Despite promising a warm welcome for new transfer students to Barnard College’s tight-knit community, Residential Life & Housing rejected and waitlisted nearly all housing applications from transfers. By August, only 30 out of the 160 incoming transfer students received on-campus housing. In other words, 81% of Fall 2024 transfer students had to find off-campus living accommodations.

“Transfer students? Aren’t they the Admissions Team’s responsibility?” A confused Residential Life Assistant asked The Fed.

While some transfer students found off-campus apartments or got off the housing waitlist, others gambled solely on getting on-campus housing — and lost. With no other options, a small number of transfer students scoured Morningside Heights to find a last-minute place to temporarily live. The Fed was able to interview a few of these students to ask about their living accommodations.

The Sewers Underneath Barnumbia

Four transfer students said they were discovered at the 116th Street–Columbia University station and taken in by a large mutant rat.

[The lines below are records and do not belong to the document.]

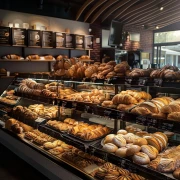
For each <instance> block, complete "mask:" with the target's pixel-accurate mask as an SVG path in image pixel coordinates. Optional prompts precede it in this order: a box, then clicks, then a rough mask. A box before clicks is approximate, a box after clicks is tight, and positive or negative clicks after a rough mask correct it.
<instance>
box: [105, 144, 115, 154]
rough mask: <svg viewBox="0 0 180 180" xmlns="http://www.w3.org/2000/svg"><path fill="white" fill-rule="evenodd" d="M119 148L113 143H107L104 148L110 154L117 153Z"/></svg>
mask: <svg viewBox="0 0 180 180" xmlns="http://www.w3.org/2000/svg"><path fill="white" fill-rule="evenodd" d="M117 149H118V147H117V146H116V145H114V144H112V143H107V144H105V145H104V146H103V150H104V151H106V152H108V153H114V152H116V151H117Z"/></svg>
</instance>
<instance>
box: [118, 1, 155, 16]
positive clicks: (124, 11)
mask: <svg viewBox="0 0 180 180" xmlns="http://www.w3.org/2000/svg"><path fill="white" fill-rule="evenodd" d="M155 2H156V0H145V1H143V2H140V3H139V4H137V5H134V6H132V7H131V8H129V9H127V10H126V11H124V12H123V13H121V12H120V11H119V15H118V12H117V15H116V18H118V17H119V16H121V17H119V18H118V19H122V18H123V17H125V16H126V15H129V14H132V13H133V12H135V11H137V10H140V9H144V8H145V7H148V6H149V5H150V4H152V3H155Z"/></svg>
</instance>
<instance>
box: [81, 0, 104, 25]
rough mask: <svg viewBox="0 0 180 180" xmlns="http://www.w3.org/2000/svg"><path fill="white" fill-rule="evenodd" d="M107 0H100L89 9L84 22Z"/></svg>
mask: <svg viewBox="0 0 180 180" xmlns="http://www.w3.org/2000/svg"><path fill="white" fill-rule="evenodd" d="M106 1H107V0H100V1H98V2H97V3H96V4H94V6H93V7H92V8H91V9H90V10H89V11H88V13H87V14H86V15H85V18H84V22H86V21H87V19H88V18H89V16H90V15H91V14H92V13H93V12H94V11H95V10H96V9H97V8H98V7H99V6H101V5H102V4H104V3H105V2H106Z"/></svg>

The rat, reportedly a master in Ninjutsu, has been providing the students with extensive training in the martial art. On Saturday nights, after a long week of classes and Ninjutsu training, they like to order pizza deliveries right to their sewer home.

Doing it Taylor Swift style.

A transfer student from Los Angeles says that her father booked her a suite for an “indefinite amount of time” at The Plaza Hotel. She then Ubers to Barnard for class and back to the hotel every day where she enjoys a room service dinner and a cocktail hour in the Royal Suite. On Friday evenings, she Ubers to LaGuardia Airport, gets on her father’s private jet, and goes back home to her Beverly Hills mansion. On Sunday evening, she boards her private jet and returns to New York for the weekdays.

In The Great God Pan’s loving embrace.

With no friends or family in the city, one transfer student said she found unexpected solace in the The Great God Pan sculpture on Lewisohn Lawn.

“I lay across Pan and rest my head on his bronze, muscled arm,” she said. “I like to imagine that he’s playing his reed pipe just for me. The nights at Columbia are cold, but he makes me feel warm and welcomed — something Barnard Residential Life doesn’t do for transfers.”